Durante a atribulada campanha de 2014-15, Mazzarri foi trocado por Roberto Mancini e, então, a carreira de Ranocchia virou de ponta-cabeça. O retorno a um sistema com quatro zagueiros e a coexistência com veteranos, como Nemanja Vidic e Hugo Campagnaro, ou peças que ainda eram consideradas verdes para o futebol italiano, como os brasileiros Jonathan e Juan Jesus, deixou Andrea em parafuso.
Exposto, o capitão passou a errar em demasia todos os fundamentos e gestos técnicos que constituem um bom zagueiro: posicionamento, botes, jogadas aéreas, antecipações… Assim, a Inter amargou a oitava posição no campeonato e o umbro, imerso em inconsistência e incapaz de lidar com a pressão, perdeu a titularidade no ano seguinte. Pior: teve de passar a faixa para Mauro Icardi. Os problemas cresciam como uma bola de neve e Ranocchia parecia não acreditar mais em seu futebol.
Desacreditado e sem a confiança do treinador, sentado no banco de reservas, Ranocchia fez apenas 10 partidas pela Inter em 2015-16. O defensor também fez as últimas aparições com a camisa da Itália nesse período, quando voltou a ser comandado pelo seu mentor Conte nas qualificatórias da Euro 2016. Portanto, para seu próprio bem e talvez também do time, ele decidiu se afastar e aceitar um novo destino: retornar a Gênova, agora para ostentar as cores da Sampdoria, rival do Genoa, sua antiga equipe. Andrea atuou 14 vezes na reta final da campanha dos blucerchiati, que garantiram a permanência na elite com três rodadas de antecedência. Por lá, também não brilhou e colecionou falhas.

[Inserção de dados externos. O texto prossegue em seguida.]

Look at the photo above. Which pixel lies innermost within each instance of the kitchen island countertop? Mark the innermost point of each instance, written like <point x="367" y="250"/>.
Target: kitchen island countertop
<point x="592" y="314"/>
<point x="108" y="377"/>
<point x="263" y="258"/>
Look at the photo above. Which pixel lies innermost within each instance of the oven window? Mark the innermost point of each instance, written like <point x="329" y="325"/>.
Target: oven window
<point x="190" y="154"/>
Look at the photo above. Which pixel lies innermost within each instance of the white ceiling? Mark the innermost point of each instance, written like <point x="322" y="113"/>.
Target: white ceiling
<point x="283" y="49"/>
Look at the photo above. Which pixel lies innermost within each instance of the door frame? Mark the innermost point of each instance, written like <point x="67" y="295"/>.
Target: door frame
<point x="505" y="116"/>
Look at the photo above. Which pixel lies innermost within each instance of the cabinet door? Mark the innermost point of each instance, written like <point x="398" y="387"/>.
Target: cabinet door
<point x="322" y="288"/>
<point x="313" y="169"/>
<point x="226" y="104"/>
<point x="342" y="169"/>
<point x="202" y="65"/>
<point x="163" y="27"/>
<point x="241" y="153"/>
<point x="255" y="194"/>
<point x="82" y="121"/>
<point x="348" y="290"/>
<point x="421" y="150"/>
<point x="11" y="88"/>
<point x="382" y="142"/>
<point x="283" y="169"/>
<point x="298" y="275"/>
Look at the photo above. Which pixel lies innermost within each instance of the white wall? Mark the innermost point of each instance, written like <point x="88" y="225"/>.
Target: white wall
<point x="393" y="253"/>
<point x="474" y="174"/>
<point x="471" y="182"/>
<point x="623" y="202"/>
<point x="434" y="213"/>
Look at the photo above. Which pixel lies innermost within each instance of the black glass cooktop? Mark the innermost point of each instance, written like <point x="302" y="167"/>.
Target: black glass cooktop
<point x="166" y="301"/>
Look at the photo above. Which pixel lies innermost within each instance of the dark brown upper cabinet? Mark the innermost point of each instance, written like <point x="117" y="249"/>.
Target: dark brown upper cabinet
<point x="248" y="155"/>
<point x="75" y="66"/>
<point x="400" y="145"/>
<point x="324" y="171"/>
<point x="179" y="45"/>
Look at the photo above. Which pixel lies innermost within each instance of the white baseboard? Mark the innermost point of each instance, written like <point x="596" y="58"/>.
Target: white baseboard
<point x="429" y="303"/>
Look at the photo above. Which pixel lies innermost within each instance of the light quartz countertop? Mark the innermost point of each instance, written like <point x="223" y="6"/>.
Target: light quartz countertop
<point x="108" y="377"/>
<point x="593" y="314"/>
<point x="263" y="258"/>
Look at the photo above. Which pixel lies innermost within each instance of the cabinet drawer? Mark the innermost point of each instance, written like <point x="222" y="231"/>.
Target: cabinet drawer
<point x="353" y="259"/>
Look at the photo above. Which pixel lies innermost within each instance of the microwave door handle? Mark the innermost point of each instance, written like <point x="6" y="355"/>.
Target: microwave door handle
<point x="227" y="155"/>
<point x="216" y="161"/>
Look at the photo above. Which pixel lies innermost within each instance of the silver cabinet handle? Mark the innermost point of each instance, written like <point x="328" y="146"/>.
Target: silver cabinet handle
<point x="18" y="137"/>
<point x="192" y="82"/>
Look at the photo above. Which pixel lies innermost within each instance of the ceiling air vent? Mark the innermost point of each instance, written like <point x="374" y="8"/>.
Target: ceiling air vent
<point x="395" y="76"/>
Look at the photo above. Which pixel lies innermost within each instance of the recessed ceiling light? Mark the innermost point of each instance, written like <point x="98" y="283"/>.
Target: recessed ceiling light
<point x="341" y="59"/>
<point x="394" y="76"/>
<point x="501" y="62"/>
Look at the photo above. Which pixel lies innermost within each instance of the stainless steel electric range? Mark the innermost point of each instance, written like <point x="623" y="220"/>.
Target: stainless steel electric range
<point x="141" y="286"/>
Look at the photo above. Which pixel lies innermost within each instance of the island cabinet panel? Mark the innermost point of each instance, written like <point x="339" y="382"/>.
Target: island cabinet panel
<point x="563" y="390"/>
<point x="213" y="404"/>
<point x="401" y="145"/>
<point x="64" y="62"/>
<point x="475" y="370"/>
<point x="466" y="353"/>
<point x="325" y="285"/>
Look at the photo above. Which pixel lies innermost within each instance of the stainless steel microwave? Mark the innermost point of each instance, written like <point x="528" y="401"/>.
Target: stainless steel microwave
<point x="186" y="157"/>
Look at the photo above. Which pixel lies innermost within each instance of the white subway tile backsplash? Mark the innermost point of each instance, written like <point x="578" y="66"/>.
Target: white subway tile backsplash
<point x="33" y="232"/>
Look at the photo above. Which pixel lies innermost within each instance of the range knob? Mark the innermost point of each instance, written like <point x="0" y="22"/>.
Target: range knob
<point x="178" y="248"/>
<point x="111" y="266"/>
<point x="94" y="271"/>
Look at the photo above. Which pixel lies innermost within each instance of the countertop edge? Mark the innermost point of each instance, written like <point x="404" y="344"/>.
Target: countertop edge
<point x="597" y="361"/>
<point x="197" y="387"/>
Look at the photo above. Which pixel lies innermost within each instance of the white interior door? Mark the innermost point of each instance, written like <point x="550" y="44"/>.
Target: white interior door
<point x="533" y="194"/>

Na expectativa de recuperar seu futebol, o defensor aceitou ser emprestado a algumas equipes, como a Sampdoria (Getty)
De volta à Inter no verão, Ranocchia também foi escanteado por Frank De Boer e Stefano Pioli. Porém, quando foi utilizado, comprometeu de forma avassaladora – participando de derrotas pesadas para Chievo, Napoli, Hapoel Be’er Sheva e Sparta Praga, ocasião em que foi expulso e acabou aumentando o vexame nerazzurro na péssima campanha pela Liga Europa.
Depois dessas performances espaçadas e sem brilho, o zagueiro foi cedido por empréstimo novamente. O destino foi o Hull City. Na Inglaterra, o italiano conseguiu apresentar um saldo razoável, com 16 partidas e dois gols marcados. Mas não foi o suficiente para evitar o descenso dos Tigres nem apagar falhas decisivas como em um dos tentos no confronto direto contra o Crystal Palace.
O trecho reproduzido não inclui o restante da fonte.